Ele aponta como alternativa de atração para os hotéis a realização de confraternizações controladas dentro dos espaços privados.

"Vamos aguardar as determinações do Governo. Mas os hotéis irão fazer para seus hóspedes uma ceia ou jantar, mantendo o distanciamento das mesas, alguma música tocando ali na hora, as pessoas vão brindar, passear na praia", projeta.

Para Ivana Bezerra, presidente do Visite Ceará-Fortaleza Convention & Visitors Bureau (FC&VB), um agravante é o medo que as pessoas têm, no momento, de se comprometer com passagem, hospedagem e pacotes, diante da instabilidade causada pela pandemia da Covid-19.

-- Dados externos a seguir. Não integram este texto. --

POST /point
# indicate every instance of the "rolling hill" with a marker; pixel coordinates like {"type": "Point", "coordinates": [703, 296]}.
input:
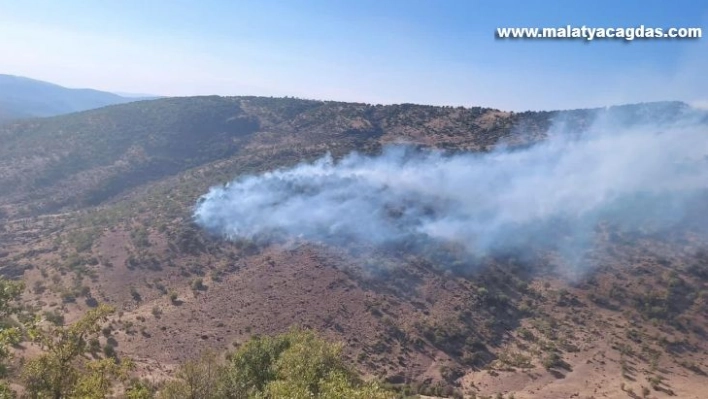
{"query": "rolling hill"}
{"type": "Point", "coordinates": [22, 97]}
{"type": "Point", "coordinates": [98, 206]}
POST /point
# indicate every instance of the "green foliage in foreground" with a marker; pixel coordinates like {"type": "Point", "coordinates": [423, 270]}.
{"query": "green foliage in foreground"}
{"type": "Point", "coordinates": [10, 334]}
{"type": "Point", "coordinates": [290, 366]}
{"type": "Point", "coordinates": [295, 365]}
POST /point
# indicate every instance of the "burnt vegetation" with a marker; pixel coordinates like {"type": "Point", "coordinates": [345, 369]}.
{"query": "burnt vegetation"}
{"type": "Point", "coordinates": [100, 207]}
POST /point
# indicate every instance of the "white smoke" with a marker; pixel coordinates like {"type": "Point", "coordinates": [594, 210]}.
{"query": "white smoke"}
{"type": "Point", "coordinates": [507, 199]}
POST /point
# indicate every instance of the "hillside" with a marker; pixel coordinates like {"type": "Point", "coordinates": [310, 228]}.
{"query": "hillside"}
{"type": "Point", "coordinates": [25, 98]}
{"type": "Point", "coordinates": [97, 207]}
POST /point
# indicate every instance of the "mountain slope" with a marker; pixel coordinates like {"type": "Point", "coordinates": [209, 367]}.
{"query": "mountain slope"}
{"type": "Point", "coordinates": [98, 208]}
{"type": "Point", "coordinates": [23, 98]}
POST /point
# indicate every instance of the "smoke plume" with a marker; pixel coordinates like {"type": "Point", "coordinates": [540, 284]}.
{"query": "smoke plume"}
{"type": "Point", "coordinates": [553, 193]}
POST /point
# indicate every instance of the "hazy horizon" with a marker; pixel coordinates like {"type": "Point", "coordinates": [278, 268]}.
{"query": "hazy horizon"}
{"type": "Point", "coordinates": [398, 52]}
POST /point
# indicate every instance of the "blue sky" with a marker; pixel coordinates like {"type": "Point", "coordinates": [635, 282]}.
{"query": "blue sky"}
{"type": "Point", "coordinates": [431, 52]}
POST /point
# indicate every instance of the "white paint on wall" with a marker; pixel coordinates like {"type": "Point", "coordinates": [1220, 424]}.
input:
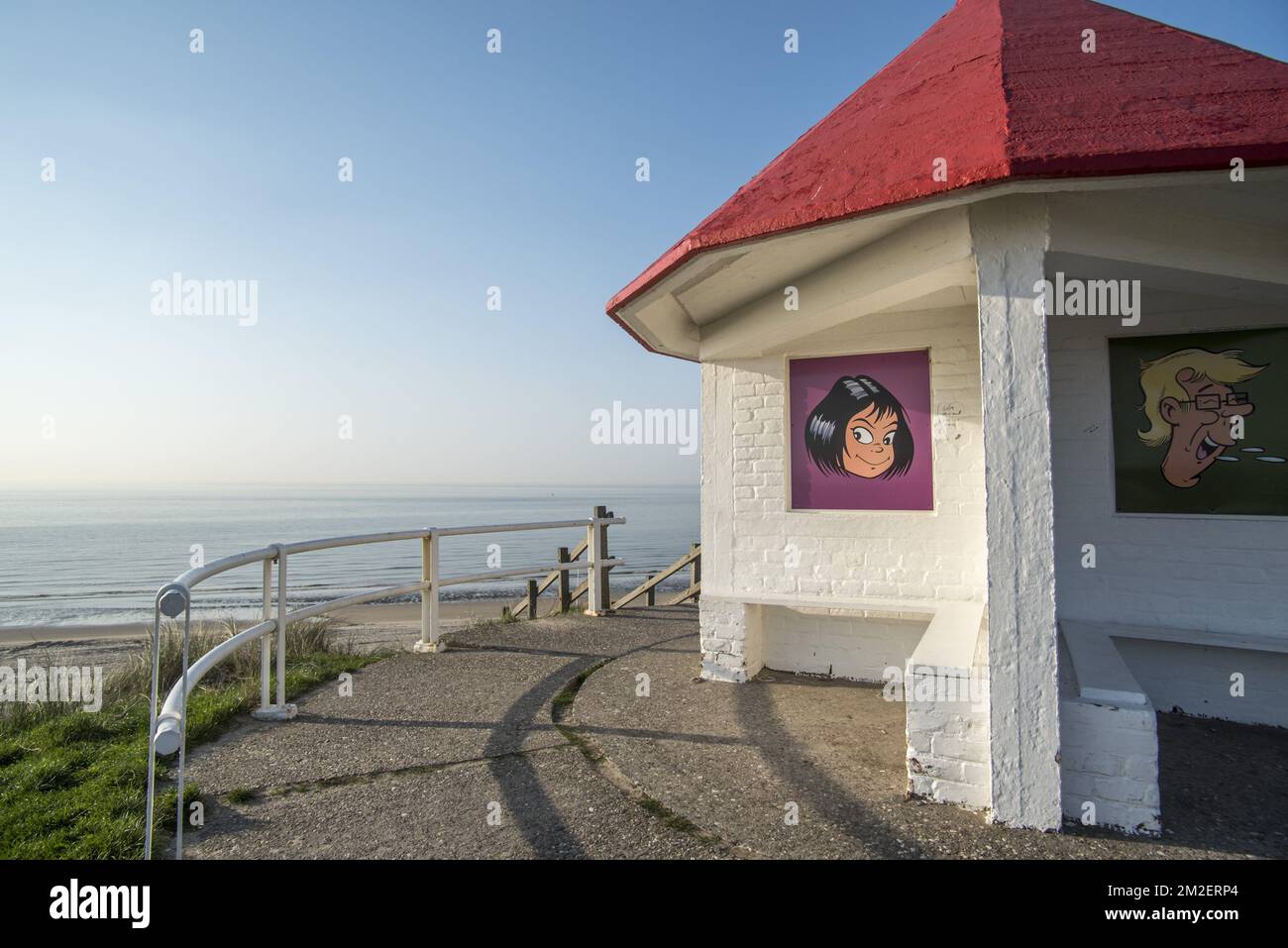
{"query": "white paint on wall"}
{"type": "Point", "coordinates": [1214, 574]}
{"type": "Point", "coordinates": [1010, 247]}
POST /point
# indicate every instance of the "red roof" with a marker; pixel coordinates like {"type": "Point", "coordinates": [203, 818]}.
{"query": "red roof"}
{"type": "Point", "coordinates": [1001, 89]}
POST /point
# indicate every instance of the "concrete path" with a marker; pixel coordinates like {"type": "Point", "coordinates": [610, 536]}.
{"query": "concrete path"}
{"type": "Point", "coordinates": [460, 755]}
{"type": "Point", "coordinates": [438, 756]}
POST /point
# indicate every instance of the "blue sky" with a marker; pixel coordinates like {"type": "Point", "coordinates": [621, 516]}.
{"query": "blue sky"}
{"type": "Point", "coordinates": [471, 170]}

"Cada hotel está trabalhando, digamos, o seu jantar de Réveillon. Nem mesmo festa a gente tá podendo programar pelo fato de não sabermos como vão estar os decretos até lá. Como é uma situação que a gente não tem como programar de última hora, então muita gente vai ficar sem poder fazer festa", observa.

Medeiros, presidente da ABIH, acredita em uma aceleração moderada de última hora. "Movimento, lógico, que deve ser aquém do normal, mas esperamos que tenhamos um aquecimento moderado, não lotado, mas algum tipo de movimento. Todo mundo está no compasso de espera, é muita incerteza", diz.

Litoral movimentado

Atualmente, a ocupação hoteleira em Fortaleza varia entre 30% e 40%. É possível falar em recuperação do setor no litoral do Ceará, segundo Medeiros, com o movimento registrado nos últimos feriados.

"Os hotéis do litoral estão tendo procura muito forte, houve queda porque tiveram que fechar, mas quando reabriram vimos uma procura muito grande".

A avaliação do presidente da ABIH é de "prejuízo gigante" em 2020, resultante do período de isolamento em decorrência da pandemia e da ocupação limitada nos hotéis.

"O faturamento da hotelaria esse ano foi menos que a metade. Perda de 50% a 60% em relação a 2019", afirma. No ano passado, o Réveillon de Fortaleza se consolidou como a segunda maior festa do País em impacto econômico, com movimentação financeira em torno de R$ 1,8 bilhão. A taxa de ocupação hoteleira divulgada pela Secretaria de Turismo de Fortaleza (Setfor) na época foi de 96%.

Procurada pela reportagem, a Secretaria Municipal do Turismo de Fortaleza disse que não há definição sobre como será a virada do ano.

Restaurantes

A festa da virada também gera expectativas de maior movimento nos restaurantes da Capital, com permissão para funcionar, atualmente, até as 23h, e restrição de 50% da capacidade.

"Foi algo que gerou uma expectativa de aumento de demanda para os restaurantes, até porque as pessoas que virão a Fortaleza não vão poder ir até a praia para curtir o Réveillon e vão acabar procurando esses outros espaços, ou até hotéis e tudo mais", adianta o diretor executivo da Associação Brasileira de Bares e Restaurantes no Ceará (Abrasel-CE), Taiene Righetto.

Porém, com as determinações do decreto de isolamento do Governo Estadual, necessárias para evitar a proliferação da Covid-19, a projeção de empresários do setor não é favorável.

"A gente não vai poder fazer um evento de porte que receba esses turistas. Vamos ter uma limitação de atendimento até as 23h, por exemplo, sendo que o Réveillon se comemora na virada do ano, né? Eu acho que isso pode ajudar os restaurantes que fornecem ceias, comida. Os outros estabelecimentos ainda estão numa incógnita muito grande de como isso vai ser".